The present disclosure relates to prompt setting of an image generation AI.
As one of the functions of software creating a posture, a leaflet and the like, there is a function with which a user selects a desired template from among a variety of templates prepared in advance and inserts an arbitrary character, an image captured by the user him/herself, and the like into the template. In this regard, Japanese Patent Laid-Open No. 2017-037557 has disclosed a technique to enable retrieval of an image suitable to a template from an image group prepared separately by extracting a word from property information on an object, which is included in the template, and creating a retrieval keyword.
For example, among software creating a poster and the like, software having a function of generating an image by using a generation AI (Artificial Intelligence) has appeared. This image generation function is a function with which in a case were a user inputs a word or sentence as a prompt to the generation AI, the AI automatically generates an image based on the input prompt (word or sentence). Here, for example, it is assumed that the template of a poster to be used is in the style of illustration. In a case of inserting an image into the template in the style of illustration, a user inputs an arbitrary prompt to the generation AI in expectation of an image in the same style of illustration. However, in a case where a prompt the user inputs is not appropriate, the generation AI generates, for example, a realistic image, and therefore, it may happen that the image is not suitable to the style and atmosphere of the template to be used. In the case such as this, it is necessary for the user to repeat image generation by the generation AI by making an attempt to input another prompt and so on, and therefore, it takes time and effort of the user. As described above, to find out and input an appropriate prompt for obtaining desired contents to the generation AI is a difficult and time-consuming work for a user.
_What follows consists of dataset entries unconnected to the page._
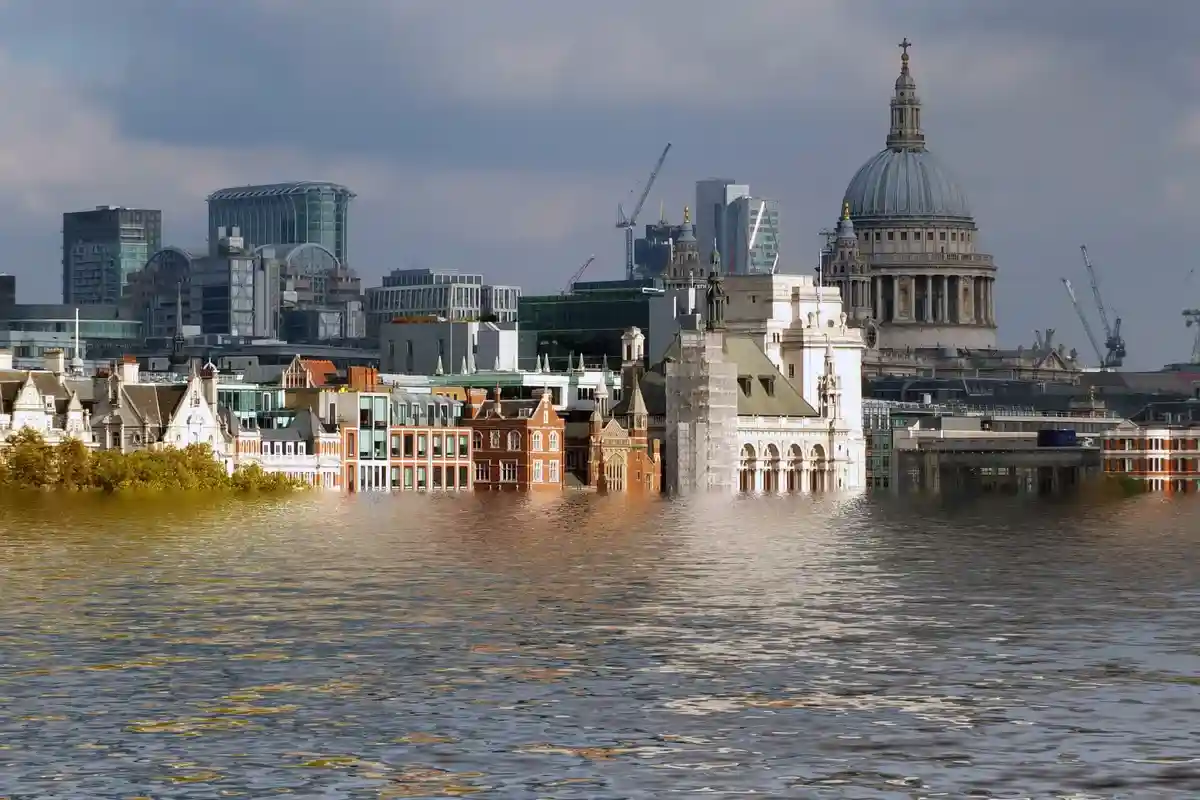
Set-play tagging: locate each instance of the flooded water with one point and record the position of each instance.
(581, 647)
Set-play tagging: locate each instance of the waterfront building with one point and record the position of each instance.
(102, 247)
(41, 401)
(617, 452)
(917, 276)
(295, 212)
(433, 347)
(1164, 456)
(965, 452)
(882, 419)
(300, 445)
(743, 229)
(131, 414)
(516, 444)
(442, 294)
(762, 397)
(393, 439)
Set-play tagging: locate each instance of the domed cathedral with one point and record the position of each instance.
(905, 250)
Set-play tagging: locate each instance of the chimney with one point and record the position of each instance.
(209, 384)
(55, 361)
(127, 371)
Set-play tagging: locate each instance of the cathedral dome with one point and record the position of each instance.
(905, 184)
(904, 180)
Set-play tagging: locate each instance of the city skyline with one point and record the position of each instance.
(526, 127)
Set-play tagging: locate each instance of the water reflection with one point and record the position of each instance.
(582, 647)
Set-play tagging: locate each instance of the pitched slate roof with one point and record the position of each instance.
(775, 397)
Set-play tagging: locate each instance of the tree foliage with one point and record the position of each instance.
(28, 462)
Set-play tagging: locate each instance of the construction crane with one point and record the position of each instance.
(630, 222)
(579, 274)
(1087, 326)
(1193, 320)
(1114, 344)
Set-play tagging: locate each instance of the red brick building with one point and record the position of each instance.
(516, 444)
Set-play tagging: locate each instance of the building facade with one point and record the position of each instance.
(444, 294)
(516, 444)
(102, 247)
(744, 229)
(916, 276)
(1164, 457)
(286, 214)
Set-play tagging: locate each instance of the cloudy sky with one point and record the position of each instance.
(501, 136)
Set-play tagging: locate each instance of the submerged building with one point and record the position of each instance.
(906, 253)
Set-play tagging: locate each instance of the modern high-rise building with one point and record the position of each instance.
(285, 214)
(102, 247)
(744, 228)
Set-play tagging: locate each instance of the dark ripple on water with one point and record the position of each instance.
(401, 647)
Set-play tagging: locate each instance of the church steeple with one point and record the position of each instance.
(905, 133)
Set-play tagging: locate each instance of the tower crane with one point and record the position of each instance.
(630, 222)
(1114, 344)
(1087, 326)
(1193, 320)
(579, 274)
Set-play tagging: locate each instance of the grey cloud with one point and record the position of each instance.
(1061, 118)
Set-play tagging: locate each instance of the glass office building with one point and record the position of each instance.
(285, 214)
(102, 247)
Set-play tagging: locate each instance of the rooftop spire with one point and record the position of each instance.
(905, 133)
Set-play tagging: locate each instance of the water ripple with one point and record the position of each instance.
(581, 647)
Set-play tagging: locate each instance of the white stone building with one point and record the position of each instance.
(779, 350)
(41, 401)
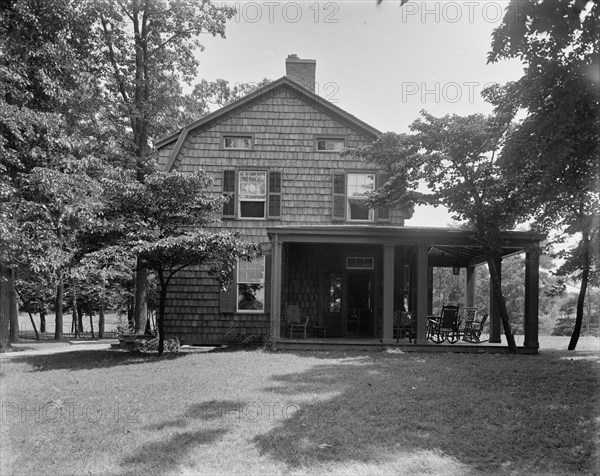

The information processing apparatus for causing a generation AI to generate contents according to the present disclosure includes: one or more memories storing instructions; and one or more processors executing the instructions for: deriving a specific character string based on information obtained relating to a user; and setting the derived specific character string as a negative prompt designating the generation AI should not to generate what kind of contents.
Further features of the present disclosure will become apparent from the following description of exemplary embodiments with reference to the attached drawings.
Hereinafter, with reference to the attached drawings, the present disclosure is explained in detail in accordance with preferred embodiments. Configurations shown in the following embodiments are merely exemplary and the present disclosure is not limited to the configurations shown schematically.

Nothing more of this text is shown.